Poor communities with overcrowded homes are more prone to excessive COVID-19 mortality
The study showed that communities at increased risk of excessive COVID-19 mortality had high densities of nursing homes or high proportions of residents in overcrowded homes, or high percentages of black, Asian and other ethnic minority groups living on income support.
However, no association was found between air pollution or population density and increased mortality. Overall, environmental and social variables accounted for about 15% of the mortality differences at the community level.
The results of this study underscore the importance of nursing home density as a predictor of excess mortality in the local community. This is in line with the National Health Service’s policy of discharging nearly 15,000 medically healthy inpatients to avoid overburdening hospitals.
The authors think it likely that many elderly people laid off under the policy would need care home assistance to get out and may not have been tested for COVID-19 prior to discharge.

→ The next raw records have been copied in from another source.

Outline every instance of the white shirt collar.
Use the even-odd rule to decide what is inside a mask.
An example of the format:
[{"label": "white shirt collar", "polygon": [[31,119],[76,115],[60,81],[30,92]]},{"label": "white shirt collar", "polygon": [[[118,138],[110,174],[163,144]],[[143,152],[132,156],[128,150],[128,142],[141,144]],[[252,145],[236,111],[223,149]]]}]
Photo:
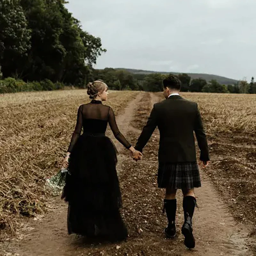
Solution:
[{"label": "white shirt collar", "polygon": [[177,92],[175,92],[174,93],[172,93],[172,94],[170,94],[168,96],[168,98],[170,97],[171,96],[174,96],[174,95],[176,95],[178,96],[180,96],[180,94],[179,93],[177,93]]}]

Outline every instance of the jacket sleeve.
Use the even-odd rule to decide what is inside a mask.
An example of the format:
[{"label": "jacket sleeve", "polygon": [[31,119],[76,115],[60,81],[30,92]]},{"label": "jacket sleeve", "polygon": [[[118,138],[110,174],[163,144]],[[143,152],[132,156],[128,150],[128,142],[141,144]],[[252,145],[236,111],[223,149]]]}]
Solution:
[{"label": "jacket sleeve", "polygon": [[155,106],[154,105],[147,124],[143,127],[136,144],[135,148],[137,150],[142,152],[143,148],[147,144],[157,125],[157,117]]},{"label": "jacket sleeve", "polygon": [[210,160],[208,145],[206,135],[204,129],[201,115],[196,103],[196,114],[194,126],[194,131],[201,151],[200,160],[204,162]]},{"label": "jacket sleeve", "polygon": [[81,131],[83,126],[83,115],[82,112],[83,111],[83,105],[81,105],[79,107],[77,111],[77,116],[76,119],[76,128],[75,128],[71,140],[69,144],[69,146],[68,149],[68,152],[71,152],[73,148],[75,146],[76,143],[77,141],[78,138],[80,136],[81,133]]}]

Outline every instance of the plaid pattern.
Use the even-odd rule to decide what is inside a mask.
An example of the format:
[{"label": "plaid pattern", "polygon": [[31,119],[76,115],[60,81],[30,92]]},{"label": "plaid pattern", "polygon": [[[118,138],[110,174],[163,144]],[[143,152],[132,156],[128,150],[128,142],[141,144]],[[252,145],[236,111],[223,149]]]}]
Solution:
[{"label": "plaid pattern", "polygon": [[157,183],[158,187],[161,188],[199,188],[201,186],[201,181],[197,163],[159,163]]}]

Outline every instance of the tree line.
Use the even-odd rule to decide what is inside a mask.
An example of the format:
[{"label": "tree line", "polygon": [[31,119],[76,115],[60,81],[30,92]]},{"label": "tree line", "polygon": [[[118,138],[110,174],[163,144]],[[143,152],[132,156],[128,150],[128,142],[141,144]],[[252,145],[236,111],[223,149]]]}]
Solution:
[{"label": "tree line", "polygon": [[[106,50],[82,28],[64,0],[1,0],[0,66],[4,78],[45,79],[82,86]],[[49,82],[49,81],[48,82]]]},{"label": "tree line", "polygon": [[[149,74],[133,74],[125,70],[106,68],[95,70],[92,75],[95,79],[100,79],[114,90],[136,90],[157,92],[163,90],[163,80],[169,75],[160,73]],[[181,83],[182,92],[234,93],[256,93],[256,83],[252,78],[248,84],[241,81],[236,84],[221,84],[216,80],[209,82],[199,78],[191,79],[187,74],[177,75]]]},{"label": "tree line", "polygon": [[[165,75],[133,74],[107,68],[95,69],[106,51],[100,39],[84,31],[65,7],[65,0],[1,0],[0,93],[84,87],[97,79],[115,90],[159,92]],[[256,84],[227,86],[216,80],[177,76],[183,92],[256,93]],[[0,77],[0,78],[1,77]]]}]

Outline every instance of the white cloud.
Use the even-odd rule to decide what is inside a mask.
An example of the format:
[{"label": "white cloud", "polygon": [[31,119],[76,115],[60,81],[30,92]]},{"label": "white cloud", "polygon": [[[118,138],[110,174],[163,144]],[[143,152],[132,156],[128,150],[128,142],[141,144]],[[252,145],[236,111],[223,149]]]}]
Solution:
[{"label": "white cloud", "polygon": [[221,44],[223,41],[223,40],[222,38],[212,39],[206,41],[203,41],[201,42],[200,44]]},{"label": "white cloud", "polygon": [[172,62],[172,60],[151,60],[149,64],[153,65],[165,66],[170,65]]},{"label": "white cloud", "polygon": [[97,68],[256,77],[255,0],[69,1],[107,49]]},{"label": "white cloud", "polygon": [[190,65],[187,68],[187,71],[186,72],[189,73],[195,71],[196,71],[198,70],[199,68],[199,65],[198,65],[197,64],[194,64],[192,65]]}]

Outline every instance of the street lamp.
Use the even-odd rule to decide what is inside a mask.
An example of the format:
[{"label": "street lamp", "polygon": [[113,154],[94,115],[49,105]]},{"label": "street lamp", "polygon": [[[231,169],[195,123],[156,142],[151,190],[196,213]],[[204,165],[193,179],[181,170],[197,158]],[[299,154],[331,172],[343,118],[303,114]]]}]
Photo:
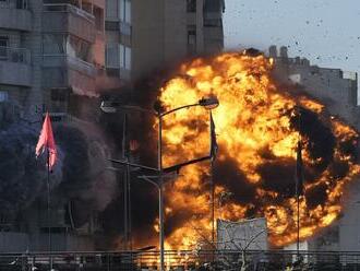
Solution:
[{"label": "street lamp", "polygon": [[[158,139],[157,139],[157,145],[158,145],[157,151],[158,152],[157,152],[157,167],[156,168],[135,164],[135,163],[130,163],[129,161],[118,161],[118,160],[109,160],[109,161],[111,161],[113,163],[127,165],[127,166],[133,166],[133,167],[152,170],[157,174],[157,176],[156,176],[157,181],[149,179],[147,176],[142,176],[141,178],[155,185],[159,192],[159,249],[160,249],[160,270],[161,271],[165,270],[165,262],[164,262],[164,243],[165,243],[165,237],[164,237],[164,184],[165,184],[164,174],[170,173],[170,172],[179,172],[180,168],[183,166],[195,164],[195,163],[212,158],[212,154],[208,154],[201,158],[191,160],[191,161],[188,161],[188,162],[184,162],[181,164],[177,164],[177,165],[164,168],[163,167],[163,118],[175,111],[194,107],[194,106],[202,106],[205,109],[212,110],[212,109],[216,108],[218,105],[219,105],[219,101],[214,96],[208,97],[208,98],[203,97],[200,101],[197,101],[197,103],[195,103],[195,104],[180,106],[180,107],[170,109],[168,111],[161,111],[160,109],[157,111],[154,111],[154,110],[139,107],[139,106],[121,105],[118,102],[107,102],[107,101],[101,102],[100,109],[105,113],[116,113],[118,110],[118,108],[124,109],[124,110],[127,110],[127,109],[128,110],[137,110],[137,111],[149,113],[158,119]],[[212,131],[212,133],[213,133],[213,131]]]}]

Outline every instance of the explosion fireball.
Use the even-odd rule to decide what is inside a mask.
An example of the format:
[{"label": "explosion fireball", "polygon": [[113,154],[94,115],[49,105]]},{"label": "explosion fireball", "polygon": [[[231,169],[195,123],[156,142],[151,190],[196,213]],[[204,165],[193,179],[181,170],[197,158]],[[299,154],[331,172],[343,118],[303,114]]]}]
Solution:
[{"label": "explosion fireball", "polygon": [[[214,168],[215,216],[239,221],[264,216],[274,247],[297,238],[295,172],[303,151],[301,239],[331,225],[341,212],[344,187],[360,170],[358,133],[303,94],[280,90],[273,60],[245,52],[195,59],[160,90],[166,109],[215,95],[219,152]],[[300,109],[297,109],[300,108]],[[300,117],[297,115],[300,111]],[[300,121],[299,121],[300,120]],[[208,113],[196,107],[164,119],[164,164],[200,157],[209,150]],[[167,248],[189,249],[211,239],[209,165],[184,167],[166,188]]]}]

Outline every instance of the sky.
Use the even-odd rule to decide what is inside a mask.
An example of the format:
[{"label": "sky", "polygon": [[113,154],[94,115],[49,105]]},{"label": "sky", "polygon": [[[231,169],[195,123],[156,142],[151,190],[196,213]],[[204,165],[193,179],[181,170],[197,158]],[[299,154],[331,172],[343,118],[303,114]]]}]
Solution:
[{"label": "sky", "polygon": [[359,0],[225,0],[225,47],[288,46],[290,57],[360,72]]}]

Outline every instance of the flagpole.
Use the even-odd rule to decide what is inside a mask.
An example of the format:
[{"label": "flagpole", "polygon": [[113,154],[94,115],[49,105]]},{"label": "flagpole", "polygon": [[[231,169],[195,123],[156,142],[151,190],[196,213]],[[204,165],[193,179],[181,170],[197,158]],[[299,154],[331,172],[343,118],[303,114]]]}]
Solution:
[{"label": "flagpole", "polygon": [[[301,115],[300,107],[297,106],[299,141],[297,150],[297,174],[296,174],[296,193],[297,193],[297,259],[300,259],[300,193],[302,189],[302,145],[301,145]],[[299,161],[301,160],[301,161]],[[300,187],[301,181],[301,187]]]},{"label": "flagpole", "polygon": [[51,252],[52,252],[52,240],[51,240],[51,220],[50,220],[50,213],[51,213],[51,209],[50,209],[50,150],[49,150],[49,145],[47,144],[47,209],[48,209],[48,250],[50,252],[50,270],[52,270],[52,257],[51,257]]}]

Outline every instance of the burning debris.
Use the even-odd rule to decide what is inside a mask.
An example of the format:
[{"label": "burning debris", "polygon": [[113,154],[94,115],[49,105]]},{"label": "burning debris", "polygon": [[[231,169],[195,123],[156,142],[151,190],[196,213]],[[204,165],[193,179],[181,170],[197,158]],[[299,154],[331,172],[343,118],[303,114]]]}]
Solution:
[{"label": "burning debris", "polygon": [[[303,145],[304,196],[300,236],[310,237],[340,214],[344,187],[359,172],[359,136],[303,94],[281,90],[271,76],[272,59],[244,52],[195,59],[181,66],[160,90],[166,109],[215,95],[219,154],[215,164],[216,217],[266,217],[278,247],[297,238],[295,175]],[[177,111],[164,120],[164,163],[173,165],[208,152],[204,109]],[[167,247],[185,249],[211,239],[209,165],[185,167],[166,189]],[[221,195],[230,192],[227,200]],[[199,235],[199,228],[205,234]]]}]

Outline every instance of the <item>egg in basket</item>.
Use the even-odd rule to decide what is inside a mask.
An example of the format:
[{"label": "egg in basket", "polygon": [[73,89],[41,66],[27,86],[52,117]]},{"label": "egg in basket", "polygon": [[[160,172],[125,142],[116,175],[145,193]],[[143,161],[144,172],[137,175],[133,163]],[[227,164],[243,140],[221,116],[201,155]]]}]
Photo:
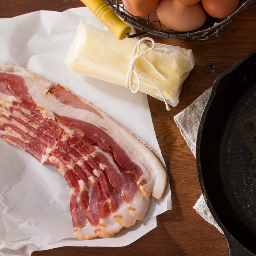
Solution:
[{"label": "egg in basket", "polygon": [[[218,37],[254,0],[81,0],[117,36],[148,34],[207,41]],[[110,14],[112,9],[113,11]],[[108,15],[105,16],[108,12]],[[137,29],[129,34],[115,14]],[[116,18],[118,18],[116,17]],[[116,20],[118,24],[117,23]],[[117,30],[118,30],[117,32]],[[121,33],[118,35],[117,34]]]}]

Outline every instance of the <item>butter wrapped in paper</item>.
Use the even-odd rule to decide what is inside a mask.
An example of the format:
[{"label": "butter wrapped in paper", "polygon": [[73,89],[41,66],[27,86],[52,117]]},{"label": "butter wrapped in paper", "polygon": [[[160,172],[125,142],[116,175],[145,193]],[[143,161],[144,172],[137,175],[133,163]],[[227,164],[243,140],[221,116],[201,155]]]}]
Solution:
[{"label": "butter wrapped in paper", "polygon": [[[133,51],[138,41],[132,38],[118,40],[111,31],[98,29],[81,21],[65,63],[74,71],[85,76],[125,87]],[[151,46],[151,43],[144,41],[140,45],[141,52]],[[155,44],[154,48],[143,57],[144,58],[140,57],[135,64],[143,74],[138,75],[139,91],[163,100],[163,95],[151,80],[160,89],[167,102],[176,106],[179,102],[183,83],[194,67],[192,50]],[[138,81],[134,74],[131,82],[132,87],[136,88]]]}]

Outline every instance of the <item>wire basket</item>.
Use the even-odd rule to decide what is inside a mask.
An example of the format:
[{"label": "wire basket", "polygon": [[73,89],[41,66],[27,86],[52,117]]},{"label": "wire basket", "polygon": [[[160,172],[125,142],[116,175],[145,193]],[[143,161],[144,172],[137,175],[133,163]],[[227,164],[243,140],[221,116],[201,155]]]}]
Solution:
[{"label": "wire basket", "polygon": [[203,26],[193,31],[184,33],[174,32],[165,28],[157,18],[155,9],[147,16],[138,17],[129,13],[121,4],[121,1],[105,0],[105,1],[118,16],[124,19],[124,21],[141,31],[129,35],[129,37],[149,34],[168,38],[204,41],[219,37],[228,24],[234,19],[239,14],[252,4],[254,0],[240,0],[236,10],[225,19],[215,19],[207,15],[206,22]]}]

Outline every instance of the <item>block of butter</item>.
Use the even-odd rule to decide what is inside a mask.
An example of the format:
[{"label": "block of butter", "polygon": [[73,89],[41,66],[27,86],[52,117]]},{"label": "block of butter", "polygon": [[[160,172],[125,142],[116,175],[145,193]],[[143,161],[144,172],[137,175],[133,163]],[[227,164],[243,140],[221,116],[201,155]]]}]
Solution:
[{"label": "block of butter", "polygon": [[[127,38],[118,40],[113,33],[99,30],[81,21],[71,44],[65,63],[74,71],[112,84],[126,86],[133,51],[138,40]],[[150,48],[151,42],[144,41],[140,52]],[[156,72],[144,59],[140,57],[135,65],[141,73],[139,91],[163,100],[162,95],[149,78],[161,90],[167,102],[176,106],[184,80],[193,68],[191,50],[179,46],[155,44],[155,48],[144,57],[165,79]],[[138,79],[132,76],[132,87]]]}]

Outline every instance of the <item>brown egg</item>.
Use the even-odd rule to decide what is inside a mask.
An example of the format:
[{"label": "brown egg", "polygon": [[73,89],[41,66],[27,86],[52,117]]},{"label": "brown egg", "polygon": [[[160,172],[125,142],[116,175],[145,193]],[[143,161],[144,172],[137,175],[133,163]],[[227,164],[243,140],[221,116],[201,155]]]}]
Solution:
[{"label": "brown egg", "polygon": [[182,4],[190,5],[198,3],[200,0],[177,0],[177,1]]},{"label": "brown egg", "polygon": [[159,2],[159,0],[123,0],[123,3],[130,13],[143,16],[151,12]]},{"label": "brown egg", "polygon": [[238,6],[239,0],[202,0],[205,11],[215,18],[222,19],[231,14]]},{"label": "brown egg", "polygon": [[199,3],[185,5],[176,0],[161,0],[157,16],[166,27],[174,31],[191,31],[203,26],[206,14]]}]

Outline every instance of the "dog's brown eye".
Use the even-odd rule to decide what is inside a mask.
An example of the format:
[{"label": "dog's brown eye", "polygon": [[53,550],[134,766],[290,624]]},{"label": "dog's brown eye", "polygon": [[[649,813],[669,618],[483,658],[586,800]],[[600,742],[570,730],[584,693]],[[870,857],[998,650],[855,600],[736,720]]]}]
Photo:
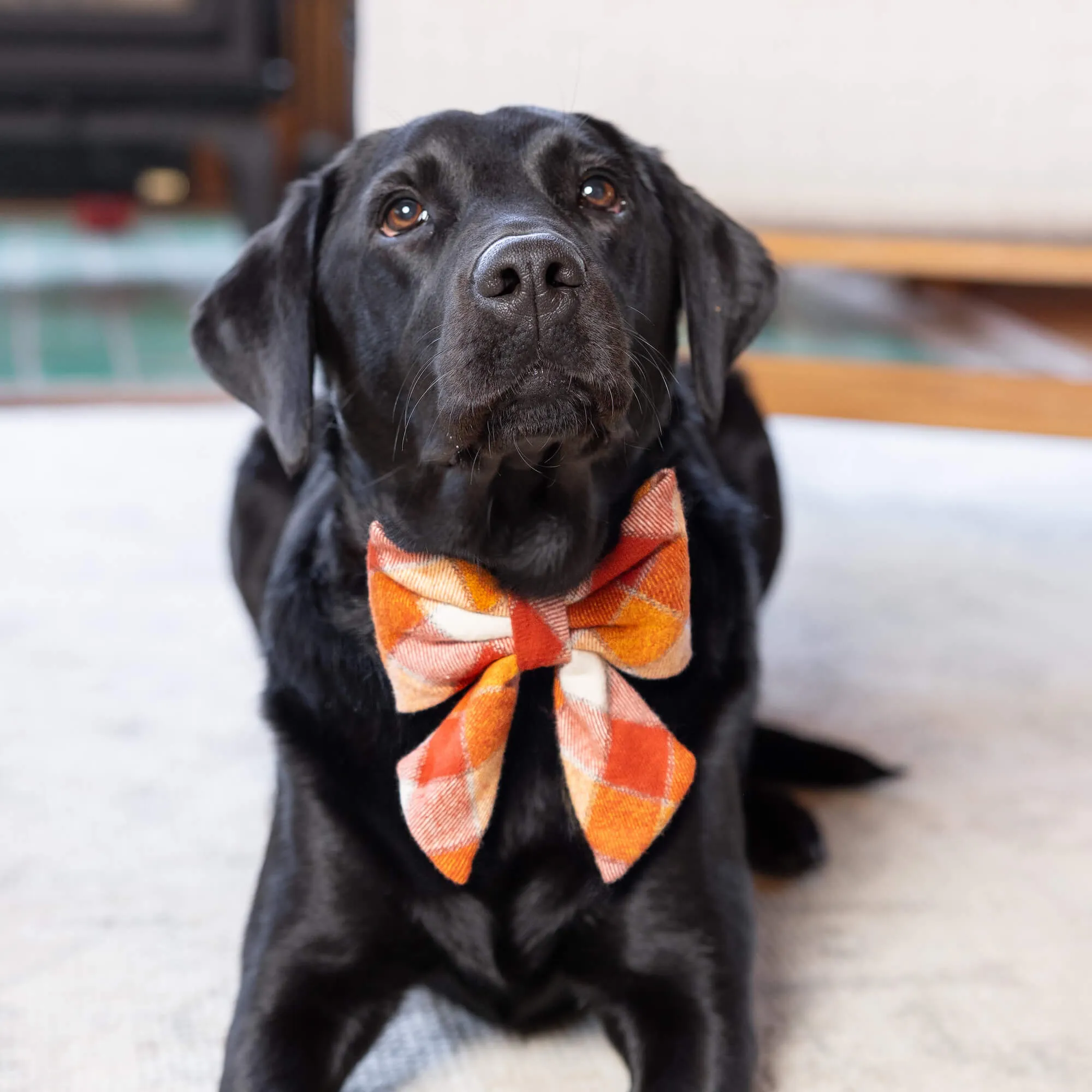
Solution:
[{"label": "dog's brown eye", "polygon": [[399,198],[387,206],[379,229],[385,236],[401,235],[428,219],[428,210],[416,198]]},{"label": "dog's brown eye", "polygon": [[603,212],[621,212],[626,204],[618,197],[614,182],[603,175],[592,175],[580,183],[580,203]]}]

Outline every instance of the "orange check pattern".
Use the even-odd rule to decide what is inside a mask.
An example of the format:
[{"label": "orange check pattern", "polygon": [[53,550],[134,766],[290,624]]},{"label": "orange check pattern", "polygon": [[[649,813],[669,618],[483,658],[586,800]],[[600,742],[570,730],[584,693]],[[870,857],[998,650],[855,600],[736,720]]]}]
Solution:
[{"label": "orange check pattern", "polygon": [[690,662],[690,563],[674,471],[638,490],[618,545],[568,595],[521,600],[466,561],[410,554],[372,523],[368,594],[400,712],[460,690],[397,764],[402,810],[436,867],[465,883],[492,815],[520,673],[556,667],[557,737],[573,810],[607,882],[667,826],[695,758],[620,672]]}]

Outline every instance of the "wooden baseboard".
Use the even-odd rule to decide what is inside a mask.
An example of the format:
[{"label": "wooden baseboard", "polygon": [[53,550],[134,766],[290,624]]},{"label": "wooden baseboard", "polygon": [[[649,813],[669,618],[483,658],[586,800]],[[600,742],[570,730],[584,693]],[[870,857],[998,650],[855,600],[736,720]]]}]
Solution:
[{"label": "wooden baseboard", "polygon": [[939,281],[1092,285],[1092,245],[772,228],[759,235],[781,265],[833,265]]},{"label": "wooden baseboard", "polygon": [[764,413],[1092,437],[1092,383],[763,353],[740,366]]},{"label": "wooden baseboard", "polygon": [[229,402],[218,387],[171,389],[156,387],[43,387],[34,390],[0,387],[3,406],[71,405],[206,405]]}]

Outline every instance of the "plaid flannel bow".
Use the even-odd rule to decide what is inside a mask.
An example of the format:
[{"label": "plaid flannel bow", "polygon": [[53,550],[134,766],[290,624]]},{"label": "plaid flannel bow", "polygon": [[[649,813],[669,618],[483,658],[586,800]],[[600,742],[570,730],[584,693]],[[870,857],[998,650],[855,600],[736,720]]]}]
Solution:
[{"label": "plaid flannel bow", "polygon": [[399,549],[372,523],[368,596],[400,712],[474,684],[397,764],[406,823],[432,864],[466,882],[492,814],[520,673],[556,666],[569,795],[600,873],[618,879],[693,781],[693,756],[615,669],[666,678],[690,661],[690,565],[674,471],[641,486],[618,545],[568,595],[518,598],[476,565]]}]

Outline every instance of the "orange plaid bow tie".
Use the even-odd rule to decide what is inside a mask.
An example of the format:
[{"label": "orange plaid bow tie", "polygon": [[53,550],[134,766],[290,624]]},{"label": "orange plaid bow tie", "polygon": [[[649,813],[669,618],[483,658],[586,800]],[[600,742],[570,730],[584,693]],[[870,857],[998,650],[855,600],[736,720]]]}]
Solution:
[{"label": "orange plaid bow tie", "polygon": [[372,523],[368,597],[400,712],[474,684],[397,765],[406,823],[432,864],[466,882],[492,815],[520,673],[556,666],[569,796],[600,873],[618,879],[693,781],[693,756],[615,669],[666,678],[690,662],[690,562],[675,472],[641,486],[618,545],[568,595],[518,598],[476,565],[399,549]]}]

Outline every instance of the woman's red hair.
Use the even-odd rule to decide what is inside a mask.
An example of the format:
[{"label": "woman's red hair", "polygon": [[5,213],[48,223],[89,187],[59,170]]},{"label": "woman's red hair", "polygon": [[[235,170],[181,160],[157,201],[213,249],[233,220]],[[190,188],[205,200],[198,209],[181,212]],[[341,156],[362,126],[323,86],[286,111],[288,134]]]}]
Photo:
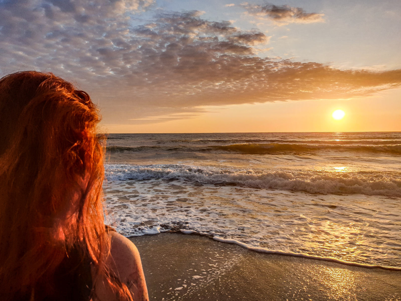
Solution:
[{"label": "woman's red hair", "polygon": [[[57,296],[53,281],[73,250],[118,300],[128,289],[105,264],[109,252],[101,203],[103,147],[97,110],[85,92],[50,73],[0,79],[0,296]],[[39,285],[40,291],[35,288]]]}]

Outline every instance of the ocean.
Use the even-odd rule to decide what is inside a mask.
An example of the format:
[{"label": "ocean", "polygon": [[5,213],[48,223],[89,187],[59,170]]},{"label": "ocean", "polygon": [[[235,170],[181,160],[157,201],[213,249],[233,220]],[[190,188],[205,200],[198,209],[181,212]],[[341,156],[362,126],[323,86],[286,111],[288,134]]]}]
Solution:
[{"label": "ocean", "polygon": [[106,223],[401,269],[401,132],[110,134]]}]

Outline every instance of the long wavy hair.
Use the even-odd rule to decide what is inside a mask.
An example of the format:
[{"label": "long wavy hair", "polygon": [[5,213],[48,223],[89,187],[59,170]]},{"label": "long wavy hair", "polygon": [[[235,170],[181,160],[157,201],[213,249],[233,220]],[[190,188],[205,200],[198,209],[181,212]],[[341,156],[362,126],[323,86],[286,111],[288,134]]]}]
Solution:
[{"label": "long wavy hair", "polygon": [[57,269],[73,253],[92,266],[89,299],[101,300],[95,287],[105,279],[117,300],[132,300],[105,264],[99,120],[87,94],[52,73],[0,79],[2,300],[57,296]]}]

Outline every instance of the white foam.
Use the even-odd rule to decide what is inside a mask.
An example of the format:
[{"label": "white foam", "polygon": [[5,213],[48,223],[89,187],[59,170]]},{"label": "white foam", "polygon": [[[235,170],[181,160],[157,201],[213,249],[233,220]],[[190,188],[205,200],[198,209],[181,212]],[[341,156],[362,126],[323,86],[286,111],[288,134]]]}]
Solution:
[{"label": "white foam", "polygon": [[319,256],[314,256],[313,255],[308,255],[307,254],[294,253],[292,252],[284,252],[284,251],[280,251],[277,250],[268,250],[263,248],[257,248],[255,247],[252,246],[250,246],[246,244],[244,244],[243,242],[239,242],[238,240],[236,240],[234,239],[227,239],[226,238],[223,238],[221,237],[218,237],[217,236],[214,236],[213,237],[213,239],[214,239],[215,240],[217,240],[219,242],[225,242],[229,244],[236,244],[237,246],[240,246],[248,249],[248,250],[252,250],[252,251],[255,251],[256,252],[259,252],[260,253],[267,253],[274,254],[280,254],[281,255],[286,255],[290,256],[295,256],[296,257],[304,257],[304,258],[308,258],[311,259],[322,260],[326,261],[332,261],[333,262],[338,262],[339,263],[342,263],[344,264],[348,264],[348,265],[353,265],[353,266],[361,266],[364,268],[379,268],[387,270],[401,270],[401,268],[397,268],[394,266],[381,266],[381,265],[379,265],[379,264],[365,264],[362,263],[358,263],[357,262],[352,262],[349,261],[345,261],[344,260],[340,260],[336,258],[334,258],[333,257],[322,257]]},{"label": "white foam", "polygon": [[260,252],[401,265],[399,198],[192,184],[108,181],[107,222],[127,236],[196,232]]},{"label": "white foam", "polygon": [[401,175],[377,171],[347,173],[273,170],[266,172],[182,165],[106,165],[105,176],[108,179],[115,180],[178,179],[205,183],[225,185],[228,183],[246,187],[313,193],[401,196]]}]

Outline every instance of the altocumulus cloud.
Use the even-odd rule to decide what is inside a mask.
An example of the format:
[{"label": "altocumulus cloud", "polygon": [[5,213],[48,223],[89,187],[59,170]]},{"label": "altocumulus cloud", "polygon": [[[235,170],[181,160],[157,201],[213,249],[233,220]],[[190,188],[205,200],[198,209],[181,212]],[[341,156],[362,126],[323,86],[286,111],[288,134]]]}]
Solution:
[{"label": "altocumulus cloud", "polygon": [[152,5],[1,2],[1,72],[46,70],[79,83],[99,100],[108,124],[190,118],[207,105],[366,96],[401,84],[400,70],[342,70],[258,57],[256,47],[269,37],[199,11],[159,12],[132,25]]},{"label": "altocumulus cloud", "polygon": [[286,25],[290,23],[314,23],[323,22],[324,14],[306,12],[299,7],[289,5],[250,4],[245,2],[240,5],[247,10],[248,14],[271,20],[277,25]]}]

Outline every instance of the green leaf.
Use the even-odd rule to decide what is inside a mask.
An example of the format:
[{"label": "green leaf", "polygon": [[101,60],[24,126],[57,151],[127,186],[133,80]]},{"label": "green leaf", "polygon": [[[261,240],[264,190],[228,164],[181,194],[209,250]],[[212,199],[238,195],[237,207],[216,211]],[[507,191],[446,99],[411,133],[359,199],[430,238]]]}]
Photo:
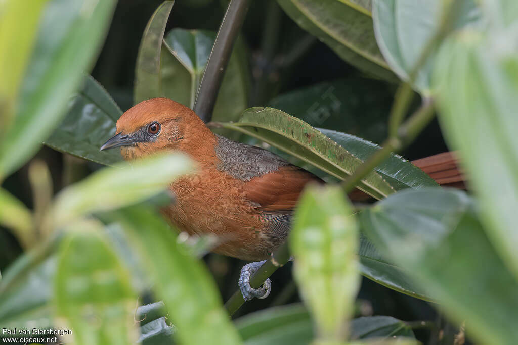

Higher exposure and inadequate access to health care increase the risk of death in some communities
The study also reveals the links between poverty, non-white ethnicity, and overcrowded housing and excessive mortality at the community level. People who live in poor and overcrowded communities have fewer opportunities to take steps that help reduce transmission, such as preventing transmission. B. Social distancing.
“Our study also highlights the links between excess mortality and poverty, non-white ethnicity, and overcrowded housing at the community level.”
In addition to being more exposed to the virus, they may also not have adequate access to health care to treat COVID-19 and other diseases. Several ongoing research studies indicate that higher ethnicity-related mortality risks are due to higher frontline representation in health professionals, poorer access to health care, and possibly a higher incidence of comorbidities such as obesity and diabetes.
The authors believe that there is urgent and effective public health action needed in England and other developed countries for vulnerable communities to prevent mortality inequalities from widening during the second wave of the pandemic. More research, shedding light on the pathways behind these associations, is needed to develop a long-term strategy to address the social and environmental factors of inequality that lead to different mortality rates during the COIVD-19 pandemic.
“In parallel, economic measures to support job security and provide financial compensation to low-wage workers who are required to self-isolate are essential to support population-level compliance with public health recommendations.”
* Important NOTE
medRxiv publishes preliminary scientific reports that are not peer-reviewed and, therefore, should not be considered conclusive, guide clinical practice / health-related behavior, or be treated as established information.